According to one of the UK’s leading mortgage lenders, residential property prices in the UK rose by more than economists had expected in January putting a halt to the annual decline.
Nationwide say that residential property prices in the UK actually increased by 0.5% in January 2013, a further sign that the two years of static residential property prices and historically low property sales across the UK may soon be coming to an end.
Nationwide have published data that states that the average residential property price in the UK is now £162,245 (GBP).
However, the mainstream mortgage lender has stressed that mortgage loan numbers for First Time Buyers (FTB’s), which account for 40% of all UK mortgage transactions still remain a cause for concern, despite the launch of the government’s mortgage funding initiative, the Funding For Lending Scheme (FLS), which was designed to increase the availability of mortgage borrowing for First Time Buyers (FTB’s) and restore confidence to the residential property market.
There was even more good news for landlords and homeowners as according to the UK Land Registry, residential property prices in England and Wales rose by 1.7% in 2012, the fastest rate for more than two years.
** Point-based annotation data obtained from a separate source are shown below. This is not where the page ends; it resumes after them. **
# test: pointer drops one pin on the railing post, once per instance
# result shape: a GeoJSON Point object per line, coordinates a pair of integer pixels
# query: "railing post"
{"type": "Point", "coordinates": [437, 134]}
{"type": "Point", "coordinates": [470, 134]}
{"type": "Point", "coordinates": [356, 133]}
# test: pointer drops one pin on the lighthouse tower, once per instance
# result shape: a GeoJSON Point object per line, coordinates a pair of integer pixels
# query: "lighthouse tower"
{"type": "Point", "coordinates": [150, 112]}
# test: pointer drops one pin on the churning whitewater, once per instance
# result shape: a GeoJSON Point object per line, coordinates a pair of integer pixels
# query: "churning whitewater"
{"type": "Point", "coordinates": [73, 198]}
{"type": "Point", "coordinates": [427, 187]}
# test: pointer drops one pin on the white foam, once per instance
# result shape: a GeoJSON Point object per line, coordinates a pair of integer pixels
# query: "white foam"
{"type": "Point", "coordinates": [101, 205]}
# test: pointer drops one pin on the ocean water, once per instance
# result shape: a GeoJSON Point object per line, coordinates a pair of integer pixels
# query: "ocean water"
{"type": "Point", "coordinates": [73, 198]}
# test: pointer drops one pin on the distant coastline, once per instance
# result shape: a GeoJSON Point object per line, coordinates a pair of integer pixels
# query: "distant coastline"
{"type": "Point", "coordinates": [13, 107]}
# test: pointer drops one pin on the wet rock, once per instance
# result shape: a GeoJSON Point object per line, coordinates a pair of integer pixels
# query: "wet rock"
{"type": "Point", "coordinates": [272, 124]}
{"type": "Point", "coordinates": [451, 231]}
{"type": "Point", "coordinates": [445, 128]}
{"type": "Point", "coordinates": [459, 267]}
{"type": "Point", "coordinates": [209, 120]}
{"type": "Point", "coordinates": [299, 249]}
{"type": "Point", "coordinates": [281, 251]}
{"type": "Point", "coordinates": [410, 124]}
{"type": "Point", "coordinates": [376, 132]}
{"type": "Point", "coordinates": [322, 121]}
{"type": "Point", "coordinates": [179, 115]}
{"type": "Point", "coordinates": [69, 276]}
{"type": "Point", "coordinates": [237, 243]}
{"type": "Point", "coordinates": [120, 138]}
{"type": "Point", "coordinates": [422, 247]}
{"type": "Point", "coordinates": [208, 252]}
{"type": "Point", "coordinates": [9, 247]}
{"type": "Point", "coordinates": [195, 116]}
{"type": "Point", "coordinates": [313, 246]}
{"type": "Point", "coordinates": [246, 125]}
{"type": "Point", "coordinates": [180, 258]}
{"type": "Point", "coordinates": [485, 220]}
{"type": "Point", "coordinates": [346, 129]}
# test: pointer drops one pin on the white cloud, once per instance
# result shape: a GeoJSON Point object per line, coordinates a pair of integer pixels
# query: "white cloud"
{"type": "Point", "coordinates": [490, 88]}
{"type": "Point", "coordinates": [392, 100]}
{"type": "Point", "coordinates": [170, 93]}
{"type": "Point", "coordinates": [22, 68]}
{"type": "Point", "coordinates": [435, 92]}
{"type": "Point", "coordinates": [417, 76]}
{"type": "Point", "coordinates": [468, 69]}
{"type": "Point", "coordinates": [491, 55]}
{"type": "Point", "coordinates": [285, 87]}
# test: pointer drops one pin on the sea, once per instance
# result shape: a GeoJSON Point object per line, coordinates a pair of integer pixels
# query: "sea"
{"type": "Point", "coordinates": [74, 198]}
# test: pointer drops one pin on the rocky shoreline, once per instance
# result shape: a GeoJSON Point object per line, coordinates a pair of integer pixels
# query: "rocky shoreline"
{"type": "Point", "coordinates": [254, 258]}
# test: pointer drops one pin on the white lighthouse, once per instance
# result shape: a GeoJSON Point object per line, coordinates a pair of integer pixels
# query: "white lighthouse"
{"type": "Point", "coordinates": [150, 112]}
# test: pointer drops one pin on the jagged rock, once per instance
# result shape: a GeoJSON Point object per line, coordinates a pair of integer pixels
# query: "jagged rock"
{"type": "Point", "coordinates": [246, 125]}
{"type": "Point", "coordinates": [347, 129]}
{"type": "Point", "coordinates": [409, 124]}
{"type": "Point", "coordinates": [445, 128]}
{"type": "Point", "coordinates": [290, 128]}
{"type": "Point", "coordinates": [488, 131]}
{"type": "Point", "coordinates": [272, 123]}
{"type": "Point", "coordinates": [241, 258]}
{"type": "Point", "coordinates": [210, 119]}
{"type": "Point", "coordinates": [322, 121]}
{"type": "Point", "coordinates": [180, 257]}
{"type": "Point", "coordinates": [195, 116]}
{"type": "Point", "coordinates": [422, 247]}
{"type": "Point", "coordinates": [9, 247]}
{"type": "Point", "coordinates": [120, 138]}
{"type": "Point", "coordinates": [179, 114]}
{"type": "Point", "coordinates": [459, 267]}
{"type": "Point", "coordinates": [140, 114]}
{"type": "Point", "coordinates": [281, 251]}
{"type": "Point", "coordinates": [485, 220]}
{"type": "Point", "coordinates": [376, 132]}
The average price for a residential property rose by 0.8% in December 2012, compared with the previous month, bringing the average price to £162,080 (GBP).
The figures show that residential property prices in London rose 8.4% last year, whilst prices in the North West of England fell by 3.5%.
The data released by the UK mainstream mortgage lender also revealed that the number of residential property repossessions has continued to fall.
In the year to November 2012, the total number of repossessed properties fell by 16%, the largest improvement was in North East of England, where repossessions fell by 35%.
Private Rented Sector (PRS) landlords who made use of Rent Guarantee Insurance after comprehensive tenant referencing has led to a significant decrease in the number of rental properties being repossessed.